It is noted that references in the specification to “one embodiment,” “an embodiment,” “an example embodiment,” “exemplary,” “example,” etc., indicate that the embodiment described may include a particular feature, structure, or characteristic, but every embodiment may not necessarily include the particular feature, structure, or characteristic. Moreover, such phrases do not necessarily refer to the same embodiment. Further, when a particular feature, structure or characteristic is described in connection with an embodiment, it would be within the knowledge of one skilled in the art to affect such feature, structure, or characteristic in connection with other embodiments whether or not explicitly described.

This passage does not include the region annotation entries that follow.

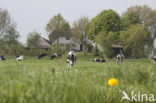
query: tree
[3,23,20,44]
[122,12,141,29]
[0,8,11,37]
[120,24,150,58]
[2,23,24,55]
[46,14,70,45]
[88,10,121,39]
[27,31,40,48]
[73,17,89,50]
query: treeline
[0,5,156,58]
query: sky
[0,0,156,44]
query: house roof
[39,37,50,49]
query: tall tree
[46,14,70,45]
[3,23,20,44]
[73,17,89,50]
[2,23,23,55]
[123,5,156,55]
[27,31,40,48]
[0,8,11,37]
[121,12,141,29]
[88,10,121,39]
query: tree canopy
[88,10,121,39]
[46,14,70,45]
[27,31,41,48]
[72,17,89,47]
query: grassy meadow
[0,57,156,103]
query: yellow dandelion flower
[108,78,118,87]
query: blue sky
[0,0,156,43]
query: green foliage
[0,57,156,103]
[120,24,150,58]
[46,14,70,45]
[0,8,12,37]
[88,10,121,39]
[72,17,89,52]
[27,31,41,48]
[1,25,24,55]
[49,45,66,55]
[122,12,141,29]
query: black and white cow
[93,58,107,62]
[0,55,5,60]
[16,55,24,61]
[50,53,62,60]
[115,54,124,63]
[67,51,77,67]
[38,53,47,59]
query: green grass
[0,57,156,103]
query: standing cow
[16,55,24,61]
[38,53,47,59]
[50,53,62,60]
[115,54,124,63]
[0,55,5,61]
[151,56,156,62]
[67,51,77,67]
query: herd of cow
[0,51,156,67]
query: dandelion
[107,78,118,103]
[108,78,118,87]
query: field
[0,57,156,103]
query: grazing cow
[16,55,24,61]
[151,56,156,62]
[67,51,77,67]
[115,54,124,63]
[0,55,5,60]
[38,53,47,59]
[50,53,62,60]
[93,58,107,62]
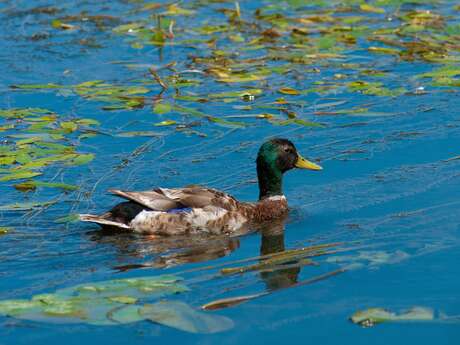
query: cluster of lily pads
[6,0,460,136]
[0,108,98,191]
[0,275,233,333]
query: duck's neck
[257,159,283,200]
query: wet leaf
[14,181,78,192]
[154,120,177,127]
[359,4,385,13]
[139,300,233,334]
[0,170,42,182]
[66,153,94,165]
[153,103,172,115]
[350,307,434,327]
[201,292,268,310]
[55,213,80,223]
[117,131,164,138]
[0,200,56,211]
[278,87,300,95]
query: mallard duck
[80,138,322,235]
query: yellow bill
[295,155,323,170]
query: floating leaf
[350,307,434,327]
[139,301,233,334]
[153,103,172,115]
[0,170,42,182]
[359,3,385,13]
[154,120,177,127]
[201,292,268,310]
[278,87,300,95]
[14,181,78,192]
[55,213,80,223]
[0,200,56,211]
[117,131,164,138]
[66,153,94,165]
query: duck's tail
[79,213,131,230]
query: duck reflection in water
[90,231,240,271]
[90,217,300,291]
[259,219,300,291]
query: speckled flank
[130,196,288,235]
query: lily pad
[139,301,233,334]
[350,307,434,327]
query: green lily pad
[350,307,434,327]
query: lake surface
[0,0,460,345]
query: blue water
[0,1,460,345]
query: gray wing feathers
[110,186,238,211]
[109,189,181,211]
[79,214,131,229]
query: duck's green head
[257,138,322,199]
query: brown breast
[244,196,288,223]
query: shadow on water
[87,212,301,292]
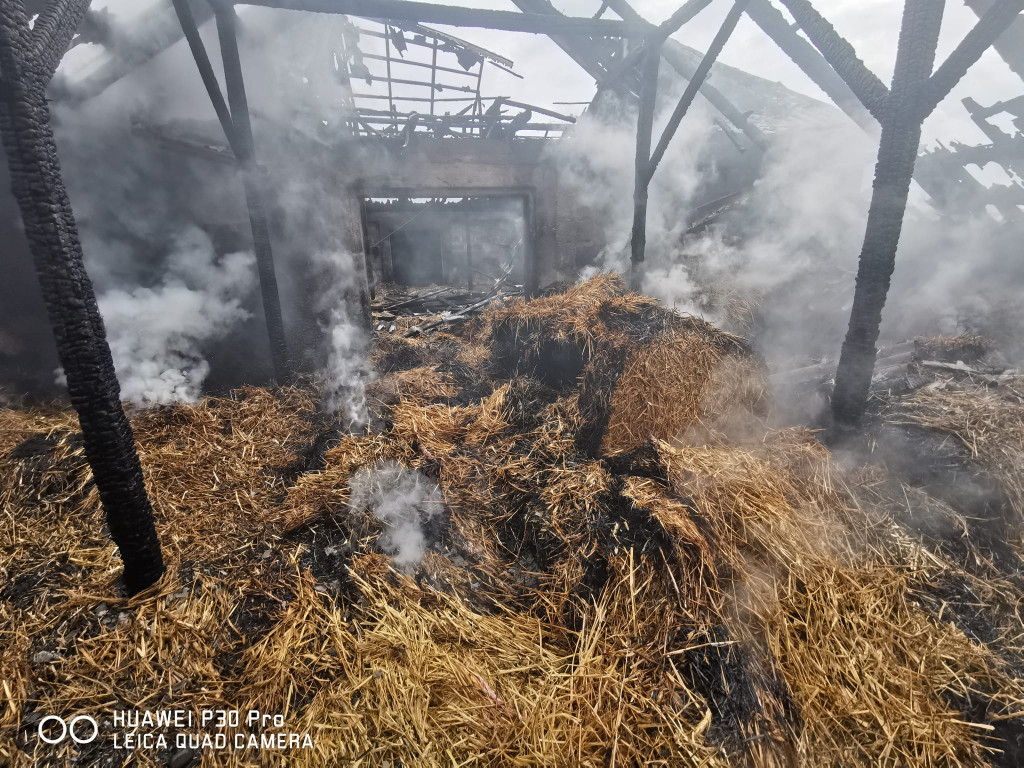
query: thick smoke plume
[556,70,1024,391]
[349,462,441,572]
[82,228,255,406]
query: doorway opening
[361,195,530,291]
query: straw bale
[6,275,1024,768]
[601,319,768,454]
[890,383,1024,532]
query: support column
[0,0,164,594]
[214,1,292,384]
[630,46,662,291]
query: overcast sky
[75,0,1024,150]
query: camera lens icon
[39,715,99,744]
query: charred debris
[0,0,1024,766]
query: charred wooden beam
[644,0,749,184]
[0,0,164,593]
[50,0,213,101]
[746,0,879,134]
[630,48,662,291]
[827,0,944,428]
[172,0,239,157]
[240,0,649,37]
[781,0,888,122]
[923,0,1024,117]
[598,0,768,151]
[605,0,713,84]
[964,0,1024,80]
[214,2,292,384]
[32,0,91,79]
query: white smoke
[349,461,441,572]
[86,227,256,406]
[548,88,715,280]
[312,252,374,425]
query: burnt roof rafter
[237,0,651,37]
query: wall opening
[361,195,530,291]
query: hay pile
[0,276,1024,766]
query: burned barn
[0,0,1024,768]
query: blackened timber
[923,0,1024,117]
[240,0,649,37]
[0,0,164,593]
[964,0,1024,79]
[831,0,944,428]
[746,0,879,134]
[172,0,239,155]
[605,0,713,84]
[644,0,748,184]
[214,3,292,384]
[32,0,91,79]
[781,0,888,122]
[630,47,662,291]
[598,0,768,151]
[51,0,213,101]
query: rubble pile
[0,275,1024,766]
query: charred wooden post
[213,0,292,384]
[964,0,1024,79]
[0,0,164,593]
[602,0,768,152]
[831,0,944,427]
[630,46,662,291]
[646,0,748,184]
[815,0,1024,428]
[605,0,713,84]
[923,0,1024,112]
[781,0,888,122]
[746,0,879,134]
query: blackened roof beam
[923,0,1024,116]
[781,0,889,122]
[238,0,652,37]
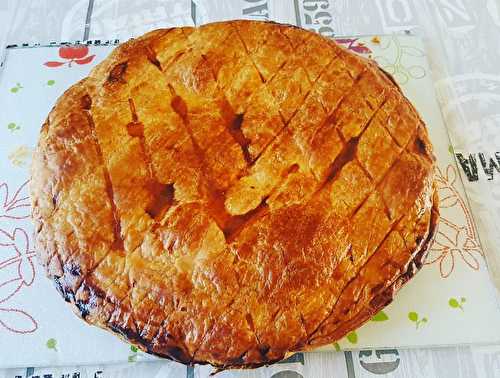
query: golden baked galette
[31,21,438,368]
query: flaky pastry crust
[31,21,438,368]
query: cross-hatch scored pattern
[32,21,437,367]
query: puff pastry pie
[31,21,438,368]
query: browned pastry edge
[31,19,438,369]
[50,188,439,371]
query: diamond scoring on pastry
[32,21,438,368]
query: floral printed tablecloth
[0,0,500,378]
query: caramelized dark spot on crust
[34,21,436,369]
[171,95,188,122]
[127,122,144,138]
[324,137,359,185]
[415,137,427,155]
[228,114,252,164]
[108,62,128,83]
[82,95,124,251]
[146,46,162,71]
[146,182,175,221]
[80,94,92,110]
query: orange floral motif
[425,164,484,278]
[0,182,38,334]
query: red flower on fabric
[43,45,95,67]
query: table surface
[0,0,500,378]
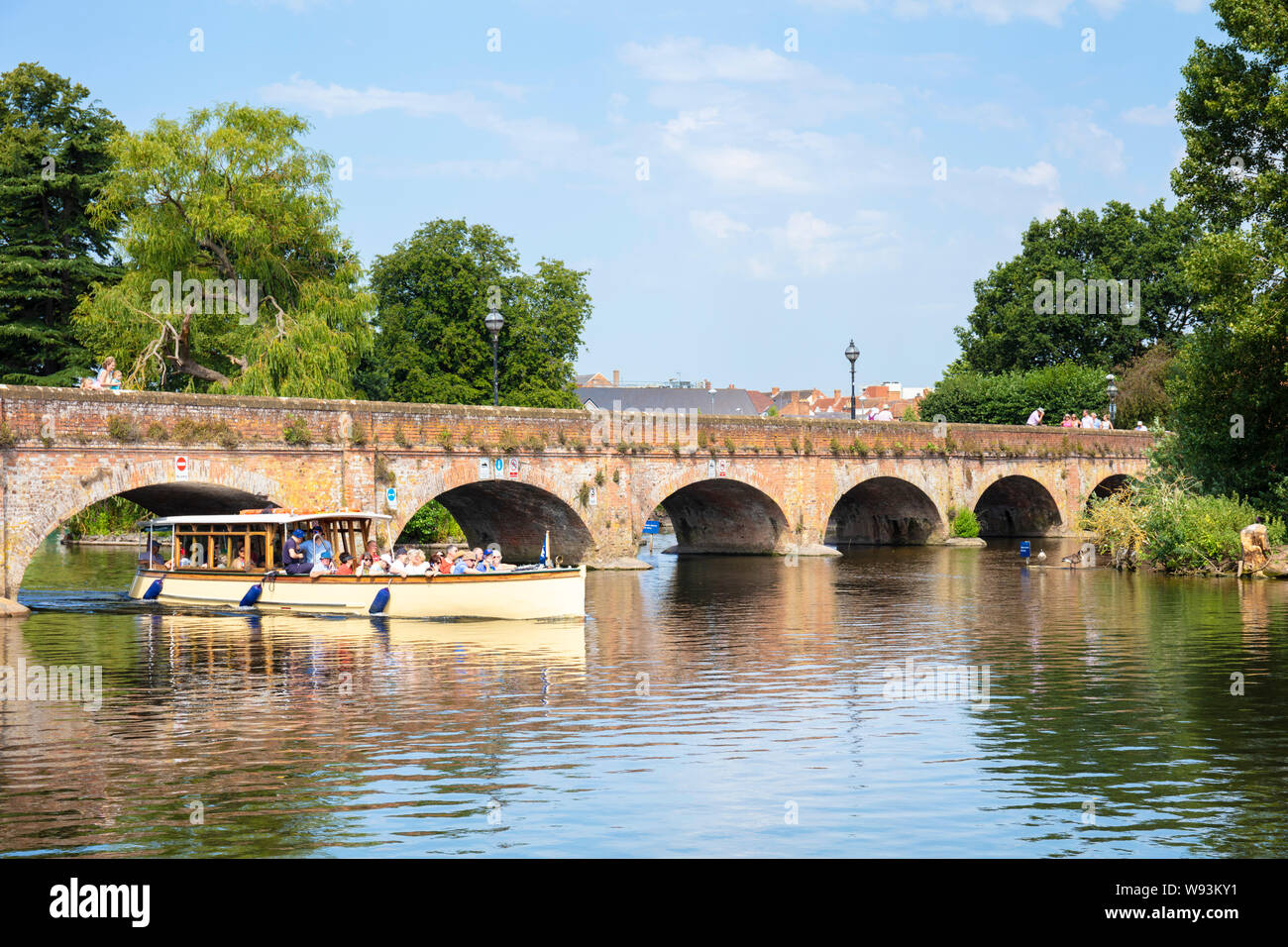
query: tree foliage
[1168,0,1288,513]
[956,200,1201,373]
[76,104,373,398]
[917,362,1109,424]
[362,220,591,407]
[0,63,123,385]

It is to be understood that the phraseology or terminology herein is for the purpose of description and not of limitation, such that the terminology or phraseology of the present specification is to be interpreted by those skilled in relevant art(s) in light of the teachings herein.

The following disclosure provides many different embodiments, or examples, for implementing different features of the disclosed subject matter. Specific examples of components and arrangements are described below to simplify the present disclosure. These are, of course, merely examples and are not intended to be limiting. For example, the formation of a first feature over or on a second feature in the description that follows may include embodiments in which the first and second features are formed in direct contact and may also include embodiments in which additional features may be formed between the first and second features, such that the first and second features may not be in direct contact. Throughout the description herein, unless otherwise specified, the same reference numeral in different figures refers to the same or similar component formed by a same or similar method using a same or similar material(s).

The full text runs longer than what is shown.